Revisions to First Interim Final Rule (resulting from the Flexibility Act)

On June 10, 2020, the SBA published an IFR incorporating the provisions of the Paycheck Protection Flexibility Act (Flexibility Act) and their related impact to the first IFR.  The entire IFR can be read here.   

The IFR is 16 pages long.  So, we’ve summarized the examples provided in the new IFR and highlighted some key clarifications. 


  • Loan Forgiveness Covered Period – this is the 24-week period beginning on the date your PPP loan is disbursed; however, if your PPP loan was made before June 5, 2020, you may elect to have your loan forgiveness covered period be the eight week period beginning on the date your PPP loan was disbursed. 

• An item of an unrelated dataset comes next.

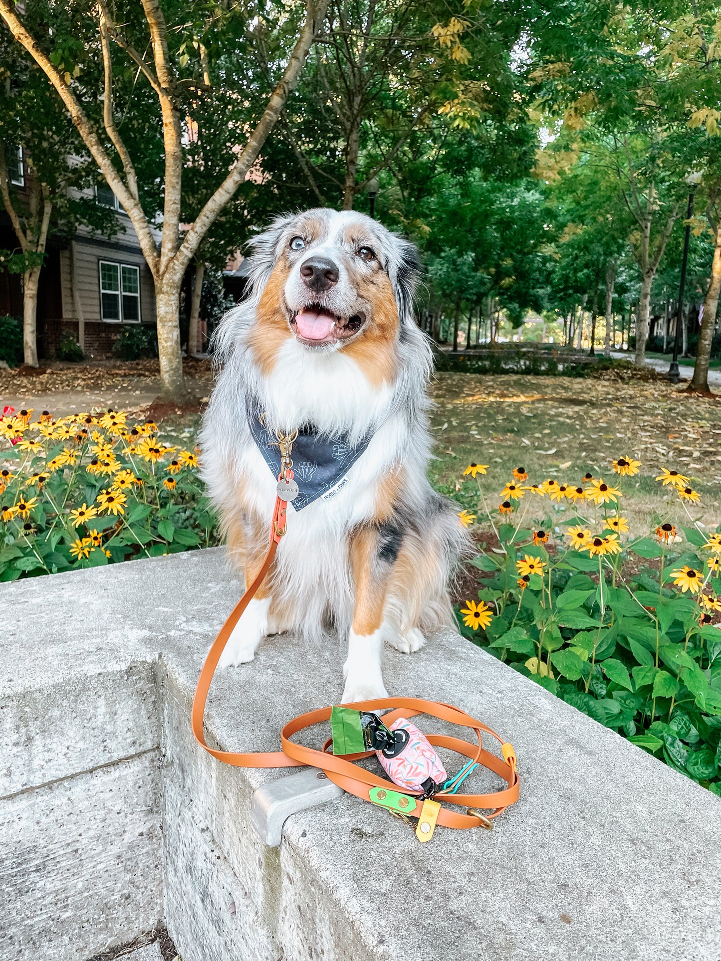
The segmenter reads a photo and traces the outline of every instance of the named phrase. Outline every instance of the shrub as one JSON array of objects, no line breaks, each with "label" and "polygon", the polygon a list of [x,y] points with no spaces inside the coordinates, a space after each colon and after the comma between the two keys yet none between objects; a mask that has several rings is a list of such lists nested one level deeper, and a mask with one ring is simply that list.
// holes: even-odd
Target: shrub
[{"label": "shrub", "polygon": [[0,417],[0,581],[217,542],[198,452],[122,411]]},{"label": "shrub", "polygon": [[[639,466],[613,462],[619,475]],[[485,468],[468,472],[476,477]],[[699,499],[689,480],[666,470],[659,480],[688,513],[686,505]],[[721,796],[721,527],[707,535],[688,514],[684,540],[662,519],[652,536],[632,536],[622,516],[623,480],[529,485],[517,475],[496,511],[481,493],[477,510],[498,547],[472,561],[483,579],[478,601],[457,609],[460,628]],[[470,524],[474,514],[460,516]]]},{"label": "shrub", "polygon": [[17,367],[23,357],[22,321],[15,317],[0,317],[0,360]]},{"label": "shrub", "polygon": [[63,331],[60,347],[58,348],[58,359],[69,360],[71,363],[80,363],[85,358],[86,356],[72,333],[69,331]]},{"label": "shrub", "polygon": [[146,324],[123,324],[112,353],[121,360],[158,357],[158,331]]}]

For example, if a borrower’s PPP loan is disbursed on June 25, 2020, the 24-week period ends on December 10, 2020. If the borrower does not submit a loan forgiveness application to its lender by October 10, 2021, the borrower must begin making payments on or after October 10, 2021.

  • Partial Loan Forgiveness – Partial loan forgiveness is allowable.  There was some concern that 60 percent of the loan had to be spent on payroll costs in order for any loan forgiveness to be received; however, that is not the case.  While the Flexibility Act provides that a borrower shall use at least 60 percent of the PPP loan for payroll costs to receive loan forgiveness, the Administrator, in consultation with the Secretary, interprets this requirement as a proportional limit on nonpayroll costs as a share of the borrower’s loan forgiveness amount, rather than as a threshold for receiving any loan forgiveness.

For example, if a borrower uses 59 percent of its PPP loan for payroll costs, it will not receive the full amount of loan forgiveness it might otherwise be eligible to receive. Instead, the borrower will receive partial loan forgiveness, based on the requirement that 60 percent of the forgiveness amount must be attributable to payroll costs.

For example, if a borrower receives a $100,000 PPP loan, and during the covered period the borrower spends $54,000 (or 54 percent) of its loan on payroll costs, then because the borrower used less than 60 percent of its loan on payroll costs, the maximum amount of loan forgiveness the borrower may receive is $90,000 (with $54,000 in payroll costs constituting 60 percent of the forgiveness amount and $36,000 in nonpayroll costs constituting 40 percent of the forgiveness amount). 

Other Clarifications: 

  • Maturity Date for PPP Loans – For loans made before June 5, 2020, the maturity is two years; however, borrowers and lenders may mutually agree to extend the maturity of such loans to five years. For loans made on or after June 5, the maturity is five years.
  • Deferral Period for PPP Loans  If you submit to your lender a loan forgiveness application within 10 months after the end of your loan forgiveness covered period, you will not have to make any payments of principal or interest on your loan before the date on which SBA remits the loan forgiveness amount on your loan to your lender (or notifies your lender that no loan forgiveness is allowed). 
    • Refer to the definition of the forgiveness covered period above.
  • Additional Guidance – SBA will be issuing revisions to its interim final rules on loan forgiveness and loan review procedures to address amendments the Flexibility Act made to the loan forgiveness requirements. SBA will also be issuing additional guidance on advance purchases of PPP loans, which will include any effect of the amendments made to the loan forgiveness requirements.